Honestly, being that this is a horror AND dark fantasy column, I’ve been neglecting dark fantasy. Sure I brought up Clive Barker and H.P. Lovecraft, some of the 20th century’s more renowned surveyors of the darker side of fantasy, but I’ve never really brought up any one topic in dark fantasy and discussed it with you at length. This time around, the topic is the long-lived game and fiction of “Warhammer.”
There are a couple of things that you may notice in the differences between high fantasy and dark fantasy. First, with high fantasy there’s always hope. Regardless of how bad it gets, there are those who will stand firm and win the day on both their morals and their laurels. Dark fantasy takes the other route. There is no hope because history will repeat itself. War never ends. The legions of the damned never stop growing. We are doomed. If we survive, it isn’t on our morals or laurels. It was just getting lucky at dodging the bullet the last time.
“Warhammer” and its sci-fi successor “Warhammer 40,000” follow the tenets of dark fantasy to the letter. “Warhammer 40,000” will be discussed at length in a later column, though. The world(s) are ones besieged by war on a physical, mental and spiritual level. With “Warhammer” there are two sides. There is the Alliance of Order (humans, high elves, wood elves, dwarves and halflings). Then there is the Alliance of Destruction (orks, dark elves, vampires, zombies, beastmen, ratmen/skaven, chaos and all the daemons, gods and demi-gods that followers of chaos follow). Just because there is an unspoken alliance, it’s very shaky. They are little more than alliances of convenience when there’s something else to kill.

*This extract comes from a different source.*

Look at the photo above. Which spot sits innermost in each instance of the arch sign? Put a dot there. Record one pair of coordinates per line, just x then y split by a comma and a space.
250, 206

The world of “Warhammer” is a mixture of feudal Europe as a whole and England circa the Industrial Revolution. Each of the races are various stereotypes around the world. Orks are sports hooligans at large, where their biggest ambition is to hit something with something else while drunk. Dwarves are mine workers, spending most of their lives in holes in the ground, fighting when they’re called short and don’t have much in the way of money, but lots in the way of resources. High elves are the upper class who don’t know anything about a hard day’s work. Dark elves are the same as high elves if they got involved in drugs. Wood elves are the high elves who just decided to hide in the woods drinking wine and philosophizing about nature and spirituality. Humans are your standard middle class, just sneaking by with enough to survive and occasionally getting something nice, but the nicety comes at a high cost. Vampires are cold, heartless bloodsuckers that usually enjoy some finery aka lawyers. Zombies are zombies much like any other conception. Chaos is self-explanatory. It’s a force that causes random mutations and events that horrify some and amuse others. By random mutations, I mean like a human randomly losing his/her legs and sprouting eight spider legs or someone’s forearm turning into a sword. It doesn’t make sense. The daemons are simply daemons. There’s no other way to put it. They are the malevolent forces “beyond the veil of madness.”
As stated earlier, the world is both sustained and destroyed by the economy of war. Someone is always fighting someone else, whether it’s a matter of honor, morality or just basic survival. Even the heroes are not safe from the embrace of death, as the “Vampire Wars” omnibus shows. Everyone who was an icon of heroism or infamy dies a horrible death and war just continues. Everyone fights. Everyone dies eventually. There is no hope for peace, and often you’ll find yourself right back at the beginning again, as shown in “The Blackhearts Omnibus” where at the end, when they’ve just escaped service at the point of a blade, their only option is to join the militia serving under their former enslaver.
There is just no hope, and it works. It works as fiction for the games of the franchise. It works as stand-alone fiction. It works as fantasy, but due to its hopelessness, it’s not your regular high fantasy or pulp fantasy. It’s just purely gothic and absolutely gorgeous dark fantasy.